Speculative Fiction
Rob has also written speculative fiction under the name of Tom Conoboy. This work mostly dates from the 2000s, when he was a member of Alex Keegan's Bootcamp, an online writing group. Some of these speculative fiction stories are among the first that Rob had published.
These stories are available on Kindle. Click below for details.
The King of Pathos
Helios Halyard was the King of Pathos, twenty-three-years undefeated world champion of freeform sadness. The merest twitch of his trademark moustache, the lift of a mournful eyebrow, could leave his audience keening in mass lamentation. Miss La-Lang, genetically conditioned to retain the body of a seven-year-old, had been by his heartbroken side throughout, fluttering her eyelashes and flashing a doleful smile at anyone who could bear its melancholy.

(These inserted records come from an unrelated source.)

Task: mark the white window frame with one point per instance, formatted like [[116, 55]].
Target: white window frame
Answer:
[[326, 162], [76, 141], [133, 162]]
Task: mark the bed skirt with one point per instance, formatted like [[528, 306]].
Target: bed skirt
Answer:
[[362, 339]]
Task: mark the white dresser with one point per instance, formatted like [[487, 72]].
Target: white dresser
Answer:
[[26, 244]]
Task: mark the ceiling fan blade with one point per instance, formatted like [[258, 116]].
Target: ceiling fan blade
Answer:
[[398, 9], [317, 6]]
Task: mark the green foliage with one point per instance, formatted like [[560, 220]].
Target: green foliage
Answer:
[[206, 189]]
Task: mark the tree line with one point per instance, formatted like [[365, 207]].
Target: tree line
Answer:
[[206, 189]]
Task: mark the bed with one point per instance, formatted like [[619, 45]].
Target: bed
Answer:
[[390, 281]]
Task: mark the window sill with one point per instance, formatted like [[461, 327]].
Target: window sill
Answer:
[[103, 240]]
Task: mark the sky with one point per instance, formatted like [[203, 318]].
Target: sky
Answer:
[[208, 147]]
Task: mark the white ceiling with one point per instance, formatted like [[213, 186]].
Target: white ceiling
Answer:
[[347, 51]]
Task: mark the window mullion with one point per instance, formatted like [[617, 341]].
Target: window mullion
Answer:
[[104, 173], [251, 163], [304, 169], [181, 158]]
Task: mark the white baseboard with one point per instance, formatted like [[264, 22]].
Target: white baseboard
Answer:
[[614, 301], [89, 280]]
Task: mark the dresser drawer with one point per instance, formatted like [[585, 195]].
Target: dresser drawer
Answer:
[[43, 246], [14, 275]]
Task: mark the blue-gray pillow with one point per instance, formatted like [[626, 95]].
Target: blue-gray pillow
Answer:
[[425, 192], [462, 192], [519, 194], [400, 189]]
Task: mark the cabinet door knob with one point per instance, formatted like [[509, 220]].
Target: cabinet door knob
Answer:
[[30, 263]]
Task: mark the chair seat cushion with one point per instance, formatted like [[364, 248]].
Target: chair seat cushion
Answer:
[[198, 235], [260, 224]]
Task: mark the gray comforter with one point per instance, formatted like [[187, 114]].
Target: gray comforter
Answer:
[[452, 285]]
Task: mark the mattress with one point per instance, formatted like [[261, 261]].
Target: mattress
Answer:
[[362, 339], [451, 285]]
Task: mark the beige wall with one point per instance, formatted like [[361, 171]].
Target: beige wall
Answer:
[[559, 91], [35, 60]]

So it was that their defeat to Deifenberger Dein and his incredible shrinking daughter in a downstate dressage event was wholly unexpected. News spread across America. It was, experts concluded, final proof of the desensitisation of the nation.
The age of innocent pathos was over.
The King of Pathos charts the fragmentation of civilisation, its descent into brutality, the loss of innocence. An alternate USA comes under the thrall of Deify Dein, a powerful and charismatic leader, bent on melding the country to reflect his own debauched image. The forces of order and chaos collide to catastrophic effect, creating a deadly battle between harmony and havoc, peace and passion, illusion and intoxication.
What will survive the storm?
Phoenix On the Orange River and Other Stories
Once, on a moonlit road, quiet and warm, Death trundled by with a handcart bearing the belongings of my father. I was kissing a woman at the time, Magenta de Rosa, full-bosomed and fifty, energetic, lying beneath the shade of a hackberry tree with the smell of oranges and almonds like perfume in the air.
Phoenix On the Orange River
Families reunite in birth or death. Stilted and awkward, they affect an intimacy which doesn’t exist, assume a mantle of detached deference. It is difficult to know how much the participants believe their own evasions. David made breakfast for his sister and mother, setting the table with a flourish which suggested he saw it as an act of atonement.
Stakes
I became invisible – literally so – on the day I dissected the body of my lover Quijana in the certain hope that I would find her soul. No more than a second after doing so I realised that, even if her soul were there, it could never reside in the same dimension as me.
Zoroman’s Cave
‘No offence, lads and lady, but I never thought my last night on this earth would be spent with the four of you.’
The State We’re In
‘At the best estimate, I would say that around ten am on Thursday you will start to feel quite ill. Not long after that you will feel very ill. And then, I’m afraid, it will all be over.’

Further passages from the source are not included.